After Charles II's demise, his brother James II took over. Not a popular monarch, the customer base took exception to his attempts to reinstall some old drivers and introduce Romeing again. Not for us, said the Brits, who thought the future was brighter if the future was Orange and promptly went to Holland to pick up a replacement system. William and Mary popped over for a bit and left the keys for Queen Anne.
Then came an unending series of Georges. George I spoke no English and preferred to live in Hannover, where he could get easy access to CeBIT. George II did a final spot of debugging of the network at Culloden, oversaw rapid expansion of the system in America and the first real world-wide web. George III saw a management buy-out of the American office and promptly went mad — not the first time that reaction has been engendered in the UK by colonial capers — and handed over to George IV at the same time as Babbage built his amazing mechanical device. There was a William who everyone wisely forgets and then — Victoria.
Victoria's reign saw the invention of the telephone, telegraph, wireless, much of modern chemistry, much of modern physics, medicine and modern warfare. She was having none of it, although Albert was dead keen on gadgets. Her reaction to the telephone? "It was faint", and she refused to have one installed. However, she did consent to having her voice recorded onto a wax cylinder for delivery to an irksome Ethiopian king to make him more amenable in sorting out a border dispute. By her royal command the cylinder was broken after play, but someone made a copy that is still in existence — the first monarch whose voice survives into the information age.
Princess Diana and online ancestry
And so into the 20th century.
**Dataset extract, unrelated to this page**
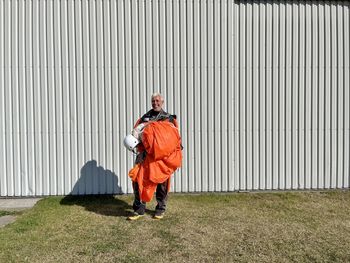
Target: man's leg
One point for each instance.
(138, 206)
(161, 196)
After a dodgy start, King George V got the idea by instigating a Christmas broadcast to the Empire on the newly formed BBC in 1932. The BBC has been there for royal abdications, funerals, weddings and coronations ever since. Prince Philip is the royal patron for the Radio Society of Great Britain, which cheers radio hams up a lot, and he was also the target for the first widely publicised computer hack in the UK when his Prestel mailbox was rudely violated by some very naughty boys.
The royal website is full of nice pictures of crowns, smiling Windsors, and some family trees that repay close examination.
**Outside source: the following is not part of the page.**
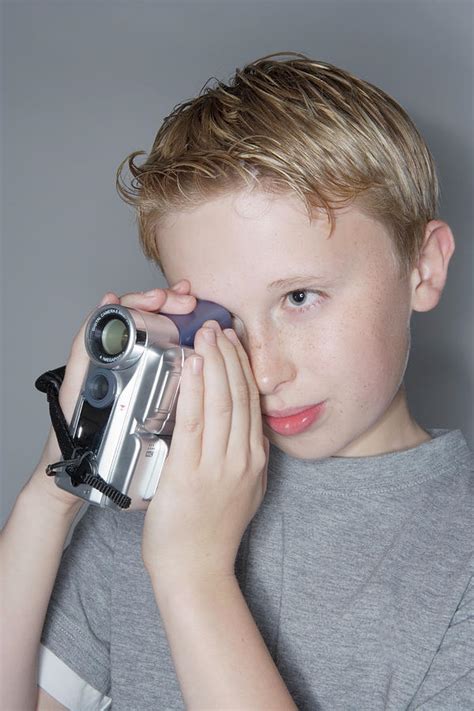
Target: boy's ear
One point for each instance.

Princess Diana's use of mobile phones was well documented, while Charles continues to carry out voice recognition tests on plants. The royal website is full of nice pictures of crowns, smiling Windsors, and some family trees that repay close examination.
In the end, it's got us all an extra day off — so even the grumpy republicans among us can raise a glass to the Saxe-Coburg Gothas. And has anyone seen a working copy of the Domesday book on laserdisk yet?